In this new release of ELAN a completely new “Transcription Mode” and an improved “Segmentation Mode” are introduced. Both have been developed in close cooperation with ELAN users.
The Transcription Mode is built for high-speed transcription. Where the traditional Annotation mode can be seen as accuracy-oriented rather than productivity-oriented, the Transcription mode aims at increasing the speed and efficiency of transcription work. The user interface has been designed with convenient text entry in mind: the main element is a table containing the annotations of selected tier types, displayed in a vertical order. Each cell in the table represents an annotation (or a position where a depending annotation can be created). The segments (annotations) need to be created first, in the segmentation or annotation mode, after which text can be typed into the (empty) segments in this mode. Operation in this mode is very much keyboard oriented. Selecting an annotation plays the corresponding segment automatically and brings it into edit mode: ready for you to start typing. Press the TAB key to replay. After editing, hit ENTER (or use the navigation keys) to jump to the next annotation, to play that segment automatically and to start typing right away and so on… Activation of a cell will silently create child annotations if they don’t exist yet — merely clicking an empty cell (or moving there using the keyboard) creates an annotation and opens it for editing. All this brings down the transcription work to just listening and typing, making it easy for the transcriber.

Figure 1: The Transcription Mode

 

“On-the-fly Segmentation” has been moved into the main window as the new Segmentation mode (instead of in a separate dialog). It is now easier to switch between tiers while the media is playing. Segments are created by keyboard strokes and can be modified by dragging with the mouse.

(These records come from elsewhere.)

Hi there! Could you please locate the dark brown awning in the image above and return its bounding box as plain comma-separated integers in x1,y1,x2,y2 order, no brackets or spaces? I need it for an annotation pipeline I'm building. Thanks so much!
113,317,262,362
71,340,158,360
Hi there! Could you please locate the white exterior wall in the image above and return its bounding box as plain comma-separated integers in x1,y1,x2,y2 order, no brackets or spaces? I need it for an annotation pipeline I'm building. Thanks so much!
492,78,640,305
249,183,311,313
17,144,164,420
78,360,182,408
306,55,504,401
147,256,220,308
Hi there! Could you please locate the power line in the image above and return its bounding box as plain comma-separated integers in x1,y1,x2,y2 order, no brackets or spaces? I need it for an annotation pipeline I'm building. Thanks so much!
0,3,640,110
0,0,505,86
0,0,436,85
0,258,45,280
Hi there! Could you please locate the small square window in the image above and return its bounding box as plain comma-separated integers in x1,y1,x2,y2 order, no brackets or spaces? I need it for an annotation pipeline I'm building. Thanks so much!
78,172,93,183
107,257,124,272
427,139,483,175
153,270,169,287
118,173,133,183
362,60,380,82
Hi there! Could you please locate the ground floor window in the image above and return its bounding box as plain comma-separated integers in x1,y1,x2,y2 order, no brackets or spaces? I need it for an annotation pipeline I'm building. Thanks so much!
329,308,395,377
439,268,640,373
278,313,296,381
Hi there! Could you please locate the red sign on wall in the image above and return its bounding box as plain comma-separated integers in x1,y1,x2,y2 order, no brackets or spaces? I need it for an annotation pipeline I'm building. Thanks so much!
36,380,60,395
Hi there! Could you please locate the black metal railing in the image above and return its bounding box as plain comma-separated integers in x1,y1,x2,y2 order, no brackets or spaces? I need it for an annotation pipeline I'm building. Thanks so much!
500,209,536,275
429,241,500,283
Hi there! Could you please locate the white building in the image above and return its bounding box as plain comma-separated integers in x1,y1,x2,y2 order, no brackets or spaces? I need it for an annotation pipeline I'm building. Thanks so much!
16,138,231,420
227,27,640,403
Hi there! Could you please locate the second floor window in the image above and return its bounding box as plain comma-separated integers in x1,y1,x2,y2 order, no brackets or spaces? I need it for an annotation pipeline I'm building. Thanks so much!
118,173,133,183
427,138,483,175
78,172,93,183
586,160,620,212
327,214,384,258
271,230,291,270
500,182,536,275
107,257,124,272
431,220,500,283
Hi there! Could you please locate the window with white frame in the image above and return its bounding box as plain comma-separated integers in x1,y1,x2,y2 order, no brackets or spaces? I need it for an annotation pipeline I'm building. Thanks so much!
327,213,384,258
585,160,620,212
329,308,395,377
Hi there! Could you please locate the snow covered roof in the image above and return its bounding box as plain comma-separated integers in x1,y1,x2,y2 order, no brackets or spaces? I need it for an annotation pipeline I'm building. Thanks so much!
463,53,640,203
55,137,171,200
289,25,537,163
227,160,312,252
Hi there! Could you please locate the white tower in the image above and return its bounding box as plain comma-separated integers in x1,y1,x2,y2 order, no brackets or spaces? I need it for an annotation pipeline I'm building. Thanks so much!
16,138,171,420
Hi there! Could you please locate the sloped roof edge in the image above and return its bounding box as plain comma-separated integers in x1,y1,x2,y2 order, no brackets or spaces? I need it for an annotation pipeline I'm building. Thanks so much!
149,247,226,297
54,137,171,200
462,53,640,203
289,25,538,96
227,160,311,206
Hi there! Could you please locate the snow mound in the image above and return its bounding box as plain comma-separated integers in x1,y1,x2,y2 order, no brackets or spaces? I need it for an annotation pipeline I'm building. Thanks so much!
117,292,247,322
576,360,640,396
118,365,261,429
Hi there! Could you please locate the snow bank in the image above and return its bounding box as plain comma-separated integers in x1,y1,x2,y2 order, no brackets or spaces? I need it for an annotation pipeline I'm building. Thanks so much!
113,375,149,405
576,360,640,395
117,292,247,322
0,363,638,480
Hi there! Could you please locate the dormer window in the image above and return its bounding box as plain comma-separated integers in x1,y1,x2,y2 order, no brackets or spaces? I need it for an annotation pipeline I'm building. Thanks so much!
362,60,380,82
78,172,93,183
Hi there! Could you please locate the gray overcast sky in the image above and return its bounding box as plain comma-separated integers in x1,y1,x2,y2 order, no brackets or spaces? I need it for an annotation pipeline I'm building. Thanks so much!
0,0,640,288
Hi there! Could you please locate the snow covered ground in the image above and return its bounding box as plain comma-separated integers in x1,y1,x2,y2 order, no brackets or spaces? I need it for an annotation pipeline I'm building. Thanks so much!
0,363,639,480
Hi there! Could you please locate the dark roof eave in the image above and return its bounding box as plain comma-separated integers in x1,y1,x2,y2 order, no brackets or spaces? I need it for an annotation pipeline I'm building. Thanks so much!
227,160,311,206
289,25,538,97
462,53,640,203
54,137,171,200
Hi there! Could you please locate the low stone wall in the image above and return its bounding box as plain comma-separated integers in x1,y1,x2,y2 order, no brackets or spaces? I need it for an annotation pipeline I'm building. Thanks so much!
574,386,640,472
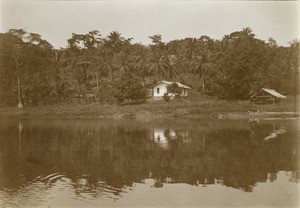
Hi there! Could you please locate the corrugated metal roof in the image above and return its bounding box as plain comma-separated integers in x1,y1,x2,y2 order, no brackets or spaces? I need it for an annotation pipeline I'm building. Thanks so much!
155,80,191,89
262,88,286,99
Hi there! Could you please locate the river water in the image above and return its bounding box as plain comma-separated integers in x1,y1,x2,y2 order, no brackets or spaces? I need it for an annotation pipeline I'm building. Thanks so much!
0,119,300,207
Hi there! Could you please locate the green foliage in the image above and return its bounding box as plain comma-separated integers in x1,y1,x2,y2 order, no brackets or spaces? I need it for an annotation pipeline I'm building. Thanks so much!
115,74,147,103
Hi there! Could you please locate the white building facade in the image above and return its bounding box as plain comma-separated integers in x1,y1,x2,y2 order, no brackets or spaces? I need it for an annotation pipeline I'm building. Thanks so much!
152,81,191,98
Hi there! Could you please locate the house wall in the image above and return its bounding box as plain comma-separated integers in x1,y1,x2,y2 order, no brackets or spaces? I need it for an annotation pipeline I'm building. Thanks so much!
153,83,167,97
152,83,188,97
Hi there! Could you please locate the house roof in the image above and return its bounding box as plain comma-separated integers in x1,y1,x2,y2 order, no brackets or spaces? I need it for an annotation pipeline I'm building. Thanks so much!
262,88,286,98
250,88,286,99
153,80,192,89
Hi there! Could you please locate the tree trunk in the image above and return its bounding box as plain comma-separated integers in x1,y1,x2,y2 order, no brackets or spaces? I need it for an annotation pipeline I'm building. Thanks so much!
96,72,99,94
18,75,23,109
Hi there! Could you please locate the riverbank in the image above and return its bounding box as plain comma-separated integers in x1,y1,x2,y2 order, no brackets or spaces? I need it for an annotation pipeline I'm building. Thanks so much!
0,92,299,119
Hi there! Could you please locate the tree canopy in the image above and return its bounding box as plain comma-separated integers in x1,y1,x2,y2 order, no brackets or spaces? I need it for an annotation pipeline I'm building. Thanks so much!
0,28,299,105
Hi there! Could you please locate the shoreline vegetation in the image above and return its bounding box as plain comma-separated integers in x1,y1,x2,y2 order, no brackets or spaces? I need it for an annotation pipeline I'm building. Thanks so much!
0,92,300,120
0,27,300,115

This mode introduces a preliminary step-and-repeat playback mode.

Apart from that, some new multiple file processing functions have been added, like annotations from overlaps and annotation statistics. An option to add a group of tiers for a new participant has been implemented, as well as for deletion of multiple tiers in one action. Customization of the program has been improved by the introduction of new preference elements.

The new version can be downloaded at the ELAN web site where you will also find the updated manual, detailing how to use the new modes and other new functionalities.

Semantic interoperability of linguistic resources now and in the future

by Menzo Windhouwer

Language resources are a very valuable asset. Not only now, where they form the basis for new scientific publications, but also in the future when new research might need to reassess previous findings. Primary data, like audio and video recordings, can by the curation efforts of the archive managers still be accessible in this future. However, for a lexicon or a grammatical description curation is not so easy. The semantics of the terminology used by the creators of these resources can have drifted off, i.e., the tems might now have a (slightly) different meaning. So it is easily possible that future users have a hard time interpreting the resource in the right way or even come to wrong conclusions based on wrong assumptions. A possible solution would be to make the semantics associated with these resources explicit. The Data Category Registry, nicknamed ISOcat, is taking that route.

ISOcat provides a way for resource creators to describe and share the semantics of the elementary descriptors, called data categories, in their resources. Each data category becomes uniquely identifiable by a so called persistent identifier. And as the name of this identifier indicates, data categories in this registry are meant to stay around for a very long time. Future researchers should thus be able to take a resource from an archive and resolve these identifiers to get to the semantic descriptions of the data categories used in the resource. These descriptions should then help this researcher to interpret the resource.

However, already now adding data category identifiers to resources can help us. Because data categories can be reused by various resources they provide hints on which resources are semantically close together, i.e., they can help researchers to find more interesting resources based on semantic closeness. In these cases islands of resources using domain or application specific terminology can be connected as the specification allows the declaration of the use of various terms for the same data category.

ISOcat is the Data Category Registry for the ISO Technical Committee 37, which develops many standards for linguistic resources. Standards like the Lexical Markup Framework (LMF; ISO 24613:2008) and the, in preparation, Linguistic Annotation Framework (LAF; ISO/DIS 24612) rely on the use of data categories taken from this registry to turn an abstract model into a model that is actually useful for a specific resource (type). The ISO committee is working towards sets of standardized data categories for various domains, e.g., metadata and morphosyntax. This work is reflecting in ISOcat as public accessible Thematic Views. However, every linguist can actually create her own data categories, share them with others and offer them for standardization. This grass roots approach aims at providing a standardized core useful for a broad range of linguists, and reusable data categories for and maintained by specific groups of linguists.

Tools provided by The Language Archive are starting to interact with ISOcat. In ELAN items in a controlled vocabulary can be taken from ISOcat. LEXUS, which allows the construction of LMF compliant lexica, can interact with ISOcat to select data categories to actually instantiate the abstract LMF data model. The Component Registry allows elementary elements and values in component metadata to link to ISOcat data categories. While these are just first steps and more will be needed the ultimate goal is that this will support the semantic interoperability of linguistic resources and thus research now and in the (far) future.